Right now, there are many things I would like to adapt into my person and bring about some tangible changes, as well as in my personal being. But what if this change, which I keep dreaming of and my subconscious – or soul, if you may – keeps warning me about is too great, too far-reached for me. What if cowardice takes place; what if the change is so minor that I don’t even notice it, and hence, don’t get a chance to foster it. The fact that our souls are like proofs, and somewhat windows, to the life beyond is freaky, and especially unnecessary right now since all I can think of, and worry about, is the sodded change of direction my life is to take — that is if we were take dreams as seriously as that — which may or may not even take place soon, or at all for that matter!
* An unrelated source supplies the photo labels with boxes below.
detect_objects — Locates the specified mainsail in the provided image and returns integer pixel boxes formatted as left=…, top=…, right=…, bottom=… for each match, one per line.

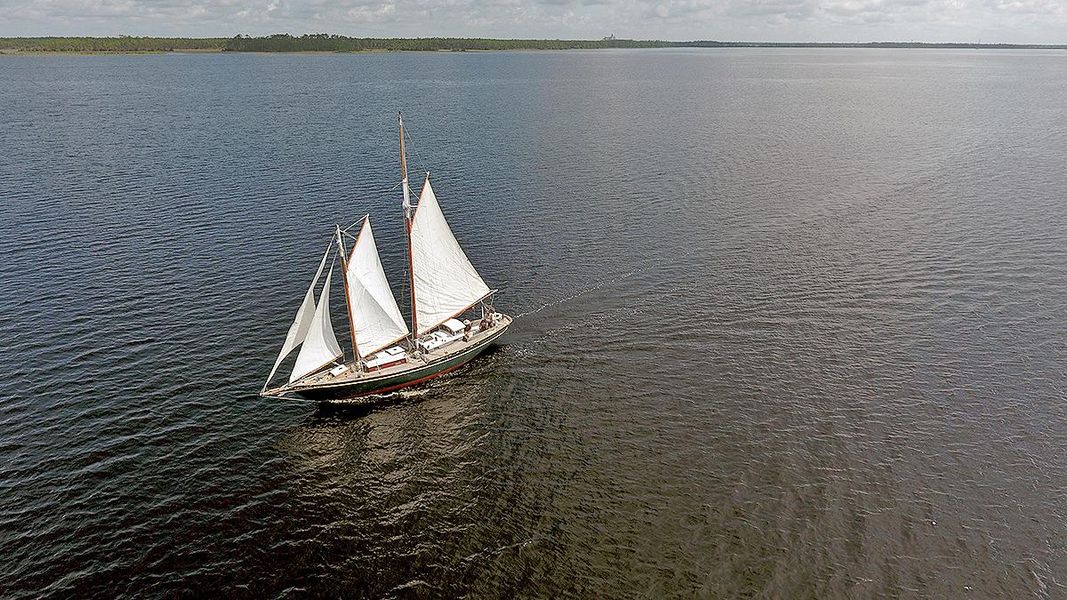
left=289, top=268, right=341, bottom=383
left=264, top=243, right=333, bottom=390
left=410, top=176, right=492, bottom=335
left=345, top=217, right=408, bottom=357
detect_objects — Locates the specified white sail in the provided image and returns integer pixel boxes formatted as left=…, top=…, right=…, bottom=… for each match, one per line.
left=289, top=268, right=341, bottom=383
left=345, top=217, right=408, bottom=357
left=411, top=177, right=491, bottom=335
left=264, top=243, right=333, bottom=390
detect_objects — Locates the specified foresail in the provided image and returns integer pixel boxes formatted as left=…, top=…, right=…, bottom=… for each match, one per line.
left=264, top=243, right=333, bottom=390
left=289, top=268, right=341, bottom=383
left=411, top=177, right=490, bottom=335
left=345, top=217, right=408, bottom=357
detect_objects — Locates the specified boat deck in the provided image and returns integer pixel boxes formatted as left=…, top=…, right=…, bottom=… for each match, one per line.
left=267, top=315, right=511, bottom=394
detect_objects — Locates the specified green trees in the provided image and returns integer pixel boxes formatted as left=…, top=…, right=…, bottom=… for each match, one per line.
left=0, top=35, right=226, bottom=52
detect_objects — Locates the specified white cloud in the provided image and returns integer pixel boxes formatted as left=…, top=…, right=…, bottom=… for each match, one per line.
left=0, top=0, right=1067, bottom=43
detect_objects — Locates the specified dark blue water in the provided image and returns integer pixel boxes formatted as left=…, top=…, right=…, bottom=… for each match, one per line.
left=0, top=49, right=1067, bottom=598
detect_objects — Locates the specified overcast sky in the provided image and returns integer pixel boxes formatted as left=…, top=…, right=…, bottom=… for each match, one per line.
left=0, top=0, right=1067, bottom=44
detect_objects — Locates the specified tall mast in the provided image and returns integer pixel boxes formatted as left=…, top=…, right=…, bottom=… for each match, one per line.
left=337, top=225, right=360, bottom=358
left=397, top=112, right=418, bottom=341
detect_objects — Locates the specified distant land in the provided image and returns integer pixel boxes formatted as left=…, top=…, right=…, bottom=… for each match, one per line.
left=0, top=33, right=1067, bottom=53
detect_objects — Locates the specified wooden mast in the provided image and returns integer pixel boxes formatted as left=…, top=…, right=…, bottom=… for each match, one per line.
left=397, top=112, right=418, bottom=337
left=337, top=225, right=360, bottom=368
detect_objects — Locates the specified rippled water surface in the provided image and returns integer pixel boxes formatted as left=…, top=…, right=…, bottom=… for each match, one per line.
left=0, top=49, right=1067, bottom=598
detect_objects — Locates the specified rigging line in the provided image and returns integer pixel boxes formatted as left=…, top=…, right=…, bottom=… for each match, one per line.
left=403, top=123, right=426, bottom=173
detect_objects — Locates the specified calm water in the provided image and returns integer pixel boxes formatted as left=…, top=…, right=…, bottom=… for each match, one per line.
left=0, top=49, right=1067, bottom=598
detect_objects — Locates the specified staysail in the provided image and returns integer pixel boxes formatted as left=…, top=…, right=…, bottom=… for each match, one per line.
left=410, top=176, right=492, bottom=335
left=264, top=243, right=333, bottom=390
left=345, top=217, right=408, bottom=357
left=289, top=268, right=341, bottom=383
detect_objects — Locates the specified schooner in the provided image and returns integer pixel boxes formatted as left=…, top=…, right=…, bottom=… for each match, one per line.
left=260, top=115, right=511, bottom=400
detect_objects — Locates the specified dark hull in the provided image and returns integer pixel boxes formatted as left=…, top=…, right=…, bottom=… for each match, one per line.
left=290, top=326, right=508, bottom=401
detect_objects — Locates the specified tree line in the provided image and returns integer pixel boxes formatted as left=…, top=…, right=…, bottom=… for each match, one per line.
left=0, top=33, right=1067, bottom=52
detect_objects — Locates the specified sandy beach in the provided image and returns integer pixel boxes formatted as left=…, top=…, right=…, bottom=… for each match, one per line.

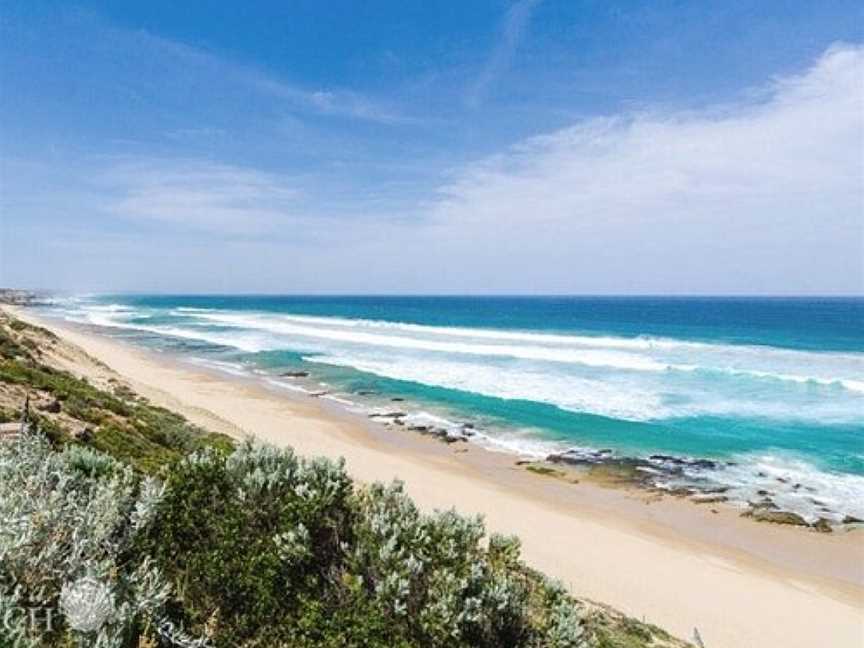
left=10, top=308, right=864, bottom=648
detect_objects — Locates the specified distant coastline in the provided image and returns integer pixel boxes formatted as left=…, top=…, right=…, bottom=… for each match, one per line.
left=8, top=309, right=864, bottom=648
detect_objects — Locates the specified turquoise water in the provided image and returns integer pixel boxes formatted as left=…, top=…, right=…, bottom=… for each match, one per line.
left=45, top=295, right=864, bottom=511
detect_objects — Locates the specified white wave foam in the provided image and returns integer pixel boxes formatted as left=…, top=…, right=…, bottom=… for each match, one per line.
left=60, top=305, right=864, bottom=423
left=177, top=312, right=864, bottom=393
In this life, the unknown, and the [unquestionable] fear of it are somethings that everyone has to deal with everyday. Hell, we don’t even know if we are going to sleep through the night without any doubts of physical insecurities. Day in and day out the only thing we have under our control is our own decisions, whose reactions and effects are still unknown to us. Even if you worry every second of every day, all your life, you will still never ever know what is not known to you at the time. It will reveal itself in time – maybe even posthumously – depending on many, many things of which most will also be unknown to you. But that insecurity that something might go wrong, the unshakable feeling that you might not be successful, maybe your decision was not correct, will feed on your insides with no solutions or answers to replace that information retrieving void in the decision-making part of your brain. So you will always be functioning with some [very much] variable factors of the situation unknown to you, maybe even during the decision is in effect; it could also be that you never, in the duration of your life, earn awareness of the millions of events that had taken place (in total) when it came to the decision of that one single, maybe even small, question.

Enter faith, religion, and other, worthy beliefs.